Which wears down brake pads more: sudden or gradual braking? Common sense would suggest that sudden braking is worse than gradual braking.
On the other hand, a basic physics-based analysis would seem to indicate that the two cases would cause the same wear to the brake pads.  After all, if a car (or bike, etc.) travelling at speed $v$ needs to come to a stop, then the energy dissipated by the brakes is $\frac{1}{2}mv^2$ regardless of how suddenly or gradually braking was applied.
But that ignores the actual "microscopic" mechanism of how the brakes work.  Could an argument be made that even though the energy is the same, sudden braking cases more wear?

Note In a real life situation sudden braking can cause wear and tear on other parts of the car, but we're only talking about brake pads here.  Also, ignore the effects of wind and rolling resistance, or assume they are the same in either case
 A: From the perspective of both forces and power, sudden braking causes more wear even if the energy/work is the same because everything occurs over a shorter period of time.
Higher instantaneous forces results in more stress and and higher power result in higher temperatures, therefore sudden braking causes more wear.
A: It is difficult to ignore the physical effects because in modern systems there is disk brake system aand on pressing the brakes suddenly the car would start sliding and therefore tyre will wear down instead of breaks and in case of slowly braking the breakpads have to rub them to provide friction for the car to stop.

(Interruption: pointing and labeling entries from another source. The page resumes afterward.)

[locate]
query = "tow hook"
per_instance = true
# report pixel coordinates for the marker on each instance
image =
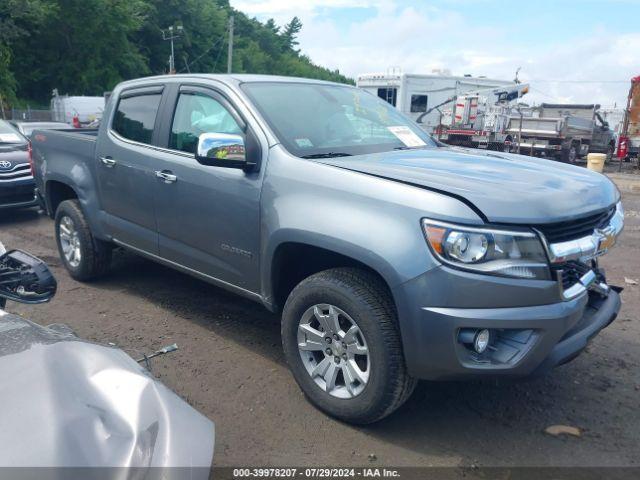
(145, 359)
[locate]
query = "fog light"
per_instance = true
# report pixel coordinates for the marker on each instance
(481, 341)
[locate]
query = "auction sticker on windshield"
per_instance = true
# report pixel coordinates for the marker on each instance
(407, 136)
(9, 138)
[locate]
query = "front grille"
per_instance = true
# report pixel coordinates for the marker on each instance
(565, 231)
(570, 272)
(19, 172)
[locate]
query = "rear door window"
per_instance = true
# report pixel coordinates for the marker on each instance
(418, 103)
(136, 116)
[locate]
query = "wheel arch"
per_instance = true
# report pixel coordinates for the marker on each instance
(293, 261)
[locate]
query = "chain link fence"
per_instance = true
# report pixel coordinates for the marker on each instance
(28, 114)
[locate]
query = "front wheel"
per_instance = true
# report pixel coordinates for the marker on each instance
(84, 256)
(341, 341)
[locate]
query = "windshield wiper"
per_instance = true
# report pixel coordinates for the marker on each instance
(327, 155)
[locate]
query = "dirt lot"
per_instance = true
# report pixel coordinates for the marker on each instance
(230, 366)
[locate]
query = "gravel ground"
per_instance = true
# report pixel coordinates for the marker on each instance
(230, 366)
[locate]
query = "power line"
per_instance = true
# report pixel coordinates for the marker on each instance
(218, 58)
(577, 81)
(200, 56)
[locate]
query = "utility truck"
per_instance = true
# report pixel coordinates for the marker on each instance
(390, 256)
(479, 119)
(629, 142)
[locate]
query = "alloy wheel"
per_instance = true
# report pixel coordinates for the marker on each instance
(70, 241)
(334, 351)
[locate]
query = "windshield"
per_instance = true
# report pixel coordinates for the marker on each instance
(314, 120)
(8, 134)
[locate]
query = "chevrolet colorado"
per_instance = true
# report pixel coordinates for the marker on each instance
(391, 257)
(16, 180)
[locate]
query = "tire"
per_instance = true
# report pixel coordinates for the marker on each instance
(361, 298)
(610, 152)
(94, 256)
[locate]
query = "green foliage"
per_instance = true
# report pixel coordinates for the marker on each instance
(85, 47)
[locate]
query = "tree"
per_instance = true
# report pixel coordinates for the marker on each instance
(290, 33)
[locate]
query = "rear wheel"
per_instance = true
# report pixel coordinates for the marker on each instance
(340, 338)
(610, 151)
(84, 256)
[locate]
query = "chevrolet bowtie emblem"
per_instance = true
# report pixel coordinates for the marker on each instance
(607, 239)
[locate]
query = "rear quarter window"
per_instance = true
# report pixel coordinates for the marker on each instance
(135, 117)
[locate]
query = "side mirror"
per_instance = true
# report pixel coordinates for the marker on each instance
(223, 150)
(25, 278)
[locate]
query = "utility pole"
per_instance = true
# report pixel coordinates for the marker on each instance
(171, 34)
(230, 52)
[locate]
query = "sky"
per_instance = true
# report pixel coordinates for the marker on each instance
(582, 51)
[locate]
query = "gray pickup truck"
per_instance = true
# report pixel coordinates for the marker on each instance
(391, 257)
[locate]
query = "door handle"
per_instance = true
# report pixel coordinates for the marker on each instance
(166, 176)
(108, 162)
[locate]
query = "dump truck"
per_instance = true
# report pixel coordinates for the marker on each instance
(479, 119)
(629, 141)
(563, 131)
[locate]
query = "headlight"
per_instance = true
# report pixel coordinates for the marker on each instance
(488, 250)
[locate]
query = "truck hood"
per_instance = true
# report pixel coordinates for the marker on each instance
(502, 187)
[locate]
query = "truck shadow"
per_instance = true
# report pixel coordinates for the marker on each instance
(243, 321)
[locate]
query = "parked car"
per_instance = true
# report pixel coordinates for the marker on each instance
(391, 257)
(563, 131)
(16, 179)
(69, 403)
(27, 128)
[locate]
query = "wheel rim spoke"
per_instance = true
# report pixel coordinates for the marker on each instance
(321, 368)
(327, 349)
(70, 241)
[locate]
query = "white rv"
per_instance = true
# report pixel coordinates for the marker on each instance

but if you ignore this effect completely then I suppose that the temperature increased or heat generated plays the difference in both of these processes as for instantaneous braking, temperature will increase and absorbed by the tyre and as the temperature increases rapidly the rate of absorption increases and net heat absorbed is more than that in the case of slow braking although heat evolved is same.
So increased temperature of body increases its tendency to break down intermolecular bonds as on increasing temperature activation energy decreases.